Abstract value declarations are written by wrapping the name and the type with VAL(...):

scala> import treehugger.forest._, definitions._, treehuggerDSL._
import treehugger.forest._
import definitions._
import treehuggerDSL._

scala> val tree = (VAL("foo", IntClass): Tree)
tree: treehugger.forest.Tree = ValDef(Modifiers(, , Map()),Typed(Ident(foo),TypeTree()),EmptyTree)

scala> treeToString(tree)
res0: String = val foo: Int

or in general:

VAL(sym|"x", typ|"C").tree

where sym is a symbol and typ is a type of the value. In the above code, sym|"x" denotes that either a symbol or String is accepted as the name of the value, and type|"C" denotes that either a type or String is accepted as the type of the value.

Calling tree method creates a Tree without a right-hand side (rhs) expression. Because there’s an implicit conversion, forcing VAL(...) as a Tree automatically calls tree method.

Value definitions 

Value definitions are written by appending right-hand side tree after := as follows:

scala> val tree2 = VAL("foo", IntClass) := LIT(0)
tree2: treehugger.forest.ValDef = ValDef(Modifiers(, , Map()),Typed(Ident(foo),TypeTree()),Literal(Constant(0)))

scala> treeToString(tree2)
res1: String = val foo: Int = 0

Like Scala, the type annotation can be omitted when rhs is provided:

scala> val tree3 = VAL("foo") := LIT(0)
tree3: treehugger.forest.ValDef = ValDef(Modifiers(, , Map()),Ident(foo),Literal(Constant(0)))

scala> treeToString(tree3)
res2: String = val foo = 0

In addition, a symbol could be used to define a value instead of using String names.

scala> object sym {
  val foo = RootClass.newValue("foo")
}
defined module sym

scala> val tree4 = VAL(sym.foo) := LIT(0)
tree4: treehugger.forest.ValDef = ValDef(Modifiers(, , Map()),Ident(foo),Literal(Constant(0)))

scala> treeToString(tree4)
res3: String = val foo = 0

For a larger code base, using symbols makes the code more readable.

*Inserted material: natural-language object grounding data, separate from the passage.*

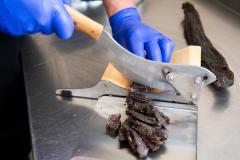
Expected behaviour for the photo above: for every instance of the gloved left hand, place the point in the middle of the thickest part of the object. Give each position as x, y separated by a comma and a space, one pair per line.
20, 17
140, 39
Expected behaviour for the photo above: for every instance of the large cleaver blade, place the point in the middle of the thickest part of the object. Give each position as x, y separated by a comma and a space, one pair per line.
137, 69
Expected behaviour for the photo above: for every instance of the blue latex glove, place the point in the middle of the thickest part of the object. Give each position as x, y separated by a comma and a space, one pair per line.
140, 39
20, 17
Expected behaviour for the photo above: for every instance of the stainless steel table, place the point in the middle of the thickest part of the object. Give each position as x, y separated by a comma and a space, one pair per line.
50, 63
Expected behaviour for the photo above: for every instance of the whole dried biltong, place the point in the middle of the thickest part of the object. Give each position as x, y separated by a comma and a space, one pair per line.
113, 124
211, 58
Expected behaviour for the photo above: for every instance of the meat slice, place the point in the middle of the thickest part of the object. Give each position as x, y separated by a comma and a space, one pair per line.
136, 142
142, 117
113, 124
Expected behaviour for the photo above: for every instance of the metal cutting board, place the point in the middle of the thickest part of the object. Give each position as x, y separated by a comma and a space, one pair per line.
94, 144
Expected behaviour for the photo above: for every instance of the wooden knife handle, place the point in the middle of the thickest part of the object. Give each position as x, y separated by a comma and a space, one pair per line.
85, 24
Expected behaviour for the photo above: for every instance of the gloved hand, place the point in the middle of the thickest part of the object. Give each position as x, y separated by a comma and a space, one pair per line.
20, 17
138, 38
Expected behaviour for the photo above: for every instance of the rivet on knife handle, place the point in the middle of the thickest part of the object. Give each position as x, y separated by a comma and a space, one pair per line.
85, 24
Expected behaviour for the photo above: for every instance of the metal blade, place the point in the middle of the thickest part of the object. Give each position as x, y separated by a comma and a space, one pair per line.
147, 72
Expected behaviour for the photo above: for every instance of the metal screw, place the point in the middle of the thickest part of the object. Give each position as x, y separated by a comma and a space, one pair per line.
170, 77
193, 97
198, 80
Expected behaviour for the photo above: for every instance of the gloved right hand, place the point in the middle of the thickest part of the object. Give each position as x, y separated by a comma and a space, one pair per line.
21, 17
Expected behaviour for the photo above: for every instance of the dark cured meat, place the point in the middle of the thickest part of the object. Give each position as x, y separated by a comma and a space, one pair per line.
113, 124
145, 128
211, 58
140, 88
136, 142
152, 136
142, 117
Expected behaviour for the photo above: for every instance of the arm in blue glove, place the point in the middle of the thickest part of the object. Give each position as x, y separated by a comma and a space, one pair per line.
21, 17
134, 35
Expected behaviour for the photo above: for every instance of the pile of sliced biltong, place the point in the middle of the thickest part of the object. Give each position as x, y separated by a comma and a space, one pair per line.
211, 57
145, 128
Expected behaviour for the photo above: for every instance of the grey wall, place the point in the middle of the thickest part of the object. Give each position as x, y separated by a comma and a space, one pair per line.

The general form of constant value definitions are:

VAL(sym|"x", [typ]) := rhs

Lazy values 

Lazy value declarations are written using LAZYVAL(...):

scala> val tree5 = (LAZYVAL("foo", IntClass): Tree)
tree5: treehugger.forest.Tree = ValDef(Modifiers(lazy, , Map()),Typed(Ident(foo),TypeTree()),EmptyTree)

scala> treeToString(tree5)
res4: String = lazy val foo: Int

and lazy value definitions are written as:

scala> val tree6 = LAZYVAL("foo", IntClass) := LIT(0)
tree6: treehugger.forest.ValDef = ValDef(Modifiers(lazy, , Map()),Typed(Ident(foo),TypeTree()),Literal(Constant(0)))

scala> treeToString(tree6)
res5: String = lazy val foo: Int = 0

Final values 

Final value definitions are written by appending withFlags(...) after VAL(...):

scala> val tree7 = VAL("foo", IntClass) withFlags(Flags.FINAL) := LIT(0)
tree7: treehugger.forest.ValDef = ValDef(Modifiers(final, , Map()),Typed(Ident(foo),TypeTree()),Literal(Constant(0)))

scala> treeToString(tree7)
res6: String = final val foo: Int = 0

Pattern values 

There is another form of value definitions called pattern values, but it will be discussed later.